ORNL AI Initiative: Secure, Trustworthy, and Energy-Efficient AI for Science Tutorial Series

ORNL AI Initiative’s tutorial series is designed to equip the scientific community with cutting-edge methodologies, technologies developed within ORNL and specifically through the AI initiative.

Each half-day tutorial is structured to cover a broad spectrum of AI for science applications, from graph neural networks in materials modeling to machine learning in hyperspectral image reconstruction.

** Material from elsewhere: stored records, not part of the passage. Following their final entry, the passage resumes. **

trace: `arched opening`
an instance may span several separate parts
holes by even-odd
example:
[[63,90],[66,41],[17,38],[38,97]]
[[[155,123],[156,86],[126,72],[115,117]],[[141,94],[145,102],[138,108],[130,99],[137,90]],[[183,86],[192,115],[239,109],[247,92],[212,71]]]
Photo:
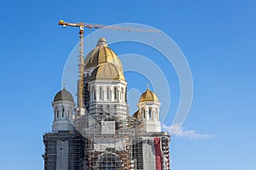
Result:
[[143,118],[145,119],[146,118],[146,111],[145,111],[144,108],[143,108]]
[[123,101],[123,99],[124,99],[124,88],[121,88],[120,100]]
[[149,117],[149,119],[151,119],[151,117],[152,117],[152,108],[151,107],[148,108],[148,117]]
[[96,167],[99,170],[121,170],[123,168],[123,164],[118,155],[113,153],[104,153],[99,156]]
[[109,99],[109,88],[107,88],[107,99]]
[[100,87],[100,99],[103,99],[103,90],[102,87]]
[[117,88],[114,87],[114,88],[113,88],[113,99],[117,99],[118,95],[119,95],[119,92],[118,92],[118,90],[117,90]]
[[95,88],[92,88],[92,97],[93,97],[93,100],[96,100],[96,91],[95,91]]
[[64,108],[62,108],[62,117],[64,117],[64,112],[65,112],[65,110],[64,110]]

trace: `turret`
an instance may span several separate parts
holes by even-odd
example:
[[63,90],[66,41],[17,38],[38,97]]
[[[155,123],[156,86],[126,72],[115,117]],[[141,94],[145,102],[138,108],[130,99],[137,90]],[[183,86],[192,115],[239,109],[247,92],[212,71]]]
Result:
[[55,94],[52,106],[55,115],[52,132],[73,130],[72,120],[75,103],[72,94],[65,88]]
[[160,106],[160,103],[157,96],[148,88],[141,95],[137,104],[138,110],[134,116],[142,122],[142,132],[161,131],[159,121]]

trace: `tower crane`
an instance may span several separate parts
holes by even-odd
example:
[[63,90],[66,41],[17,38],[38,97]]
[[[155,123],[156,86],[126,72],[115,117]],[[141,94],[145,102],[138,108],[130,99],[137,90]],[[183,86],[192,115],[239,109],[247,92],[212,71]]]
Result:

The tutorials are designed for researchers of all levels who seek to deepen their understanding of AI for Science. Our primary audience includes researchers with a foundation in AI, aiming to explore and implement advanced, trustworthy AI techniques within scientific contexts. Additionally, we invite researchers and practitioners from the industry, as well as graduate, postgraduate, and undergraduate students from universities who are engaged in AI research and aspire to acquire knowledge specifically in AI for science. Although we will touch upon fundamental concepts in AI for science, our curriculum does not encompass introductory AI topics.

The tutorials will place a strong emphasis on open-source principles and non-sensitive topics and content. We will share open-source code, provide detailed code walkthroughs, and offer hands-on exercises to enhance learning and engagement.

The tutorials will be held virtually, allowing participants to join virtually. Microsoft Teams link will be announced.

Registration is not required for ORNL participants. For non-ORNL participants, an entry pass is required even for virtual attendance. For non-US citizens, this process may take up to 45 days. Please email Jessica Woods at woodsjb@ornl.gov and Taylor Bullock at bullocktm@ornl.gov. Include a short bio and explain why you wish to attend the tutorial series. Note that the tutorials will be recorded and made available online after 2-3 weeks. Therefore, please request an entry pass only if you need to attend virtually.

⤾ Back to top

Next Tutorial

ExpM+NF: Are normalizing flows the key to unlocking the exponential mechanism? Our efforts to advance differentially private machine learning
Time: 04/25/2024, 2:00 PM - 4:00 PM (ET)
Hybrid (4100, J302; Microsoft Teams)
Robert A Bridges
Oak Ridge National Laboratory

 
RAB
Robert A Bridges
Research Scientist
Computing and Computational Sciences Directorate, ORNL

Abstract

Training machine learning models on data with privacy concerns is an increasingly common and needed situation. Differential privacy provides a mathematical framework for rigorously guaranteeing privacy while releasing information—roughly speaking, one makes a deterministic algorithm into a randomized algorithm (e.g., by adding noise to the output) in such a way that it masks the original data. Of course, accuracy is sacrificed for the gain of privacy. Unfortunately, the state of the art in differentially private stochastic gradient descent (DPSGD), which is the state of the art for private machine learning, is inadequate in practice as it leads to insufficient accuracy-privacy tradeoffs. How can we transform this field to produces sufficiently accurate models while simultaneously protecting our privacy? This talk presents our work to explore a new approach to differentially private machine learning.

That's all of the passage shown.